Osteoporosis is well-known as a disease causing the continuous loss of bone mineral density (BMD) which eventually leads to the deterioration of bones and increased risk of bone fracture. Globally over 200 million women have been affected and approximately 8.9 million fractures have been reported due to this disease [1
]. Currently the diagnosis of osteoporosis is highly dependent on the X-ray imaging of 2-D structure of bones, for example, bone densitometry or dual-energy X-ray absorptiometry (DEXA), which can be further interpreted as density of bone minerals [2
]. However, the progress of osteoporosis and frequent monitoring of efficacy of treatment using medicine is still dependent of changes in levels of the related bone turnover markers of bone formation and resorption which are tightly linked in BMD conditions [3
]. In addition, immunoassays for bone turnover markers provide complementary management of dynamic changes of BMD due to its easiness to access, convenient, and no risk of radiation. Among the number of related biomarkers, Osteocalcin (OC) and the N-terminal propeptide of procollagen type I (P1NP) have been used as a bone formation biochemical marker and the C-terminal cross-linked telopeptide of type I collagen (CTx) has been commonly used as bone resorption marker. The level of serum osteoporosis was measured to be relatively higher in post-menopausal woman with osteoporosis than the normal [8
]. Due to its high affinity to calcium, the increased level of osteocalcin present in serum is attributable to the deficiency of calcium and phosphorous on which the bone formation process is highly dependent [10
]. P1NP, the product of osteoblast, was also widely recommended as a bone formation marker because of its stability in serum and less variability between serum samples [11
]. The level of P1NP in serum is highly related with the rate of the bone formation because it is released before it is incorporated into the extracellular matrix.

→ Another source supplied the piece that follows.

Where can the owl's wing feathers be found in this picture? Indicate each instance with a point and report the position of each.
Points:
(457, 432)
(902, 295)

The fragment from C-telopeptide of type I collagen, CTx, has been studied for monitoring the resorption rate during osteoclasts. In contrary to the aforementioned bone formation markers, CTx is an indicator of the rate of degradation of the synthesized collagen. Therefore, the quantification of each of the bone formation and resorption markers has been used as indirect indicators of bone related diseases including osteoporosis. Other than those well-known markers, Parathyroid Hormone (PTH) is known as the regulator of serum calcium and phosphate metabolism in bone and can act as an osteoporosis-related biomarker in parathyroid disorders. In this regard, we believe that membrane-based electrochemical detection technology is a promising candidate for the simple method of multiplexed immunoassays. Electrochemical immunoassays have been studied in many ways to increase sensitivity, cost effectiveness, efficiencies in pretreatment, amplification, and simple handling [13
]. Recently, the electrochemical immunoassay of osteoporosis has been studied regarding the sensing electrode carrying gold nanoparticles [17
] or MoS2
-graphene composite [18
]. In this study, we developed a simple electrochemical immunoassay based on the microwave-mediated immobilization of antibodies and the antibody–antigen reaction. The use of a membrane for pretreatment and a custom-made electrode for measurement provide low cost, ease of use, and rapid preparation for the immunoassay of target proteins because the role of the membrane is for the pretreatment or formation of the antigen–antibody complex and that of the electrode is used only for measurement. Therefore, the same electrode can be used multiple times, which provides an advantage over the most commonly used electrodes that require target antibodies to be immobilized on it. A target conjugated electrode cannot be used more than once. In addition, reduced preparation time from immobilization of capture antibodies to last step of measurements gives better expandable applications than the use of precoated cartridges in that the kinds of target needed to be measured at the field can be easily applied.
The objectives of present work are: (i) to prepare a membrane disk (MD) in which target antibodies are placed; (ii) to fabricate custom-made electrodes to perform electrochemical assays via differential pulsed voltammetry (DPV); and (iii) to perform a multiplexed detection of such antigens and evaluate the method through comparison with results obtained from clinical instrumentation.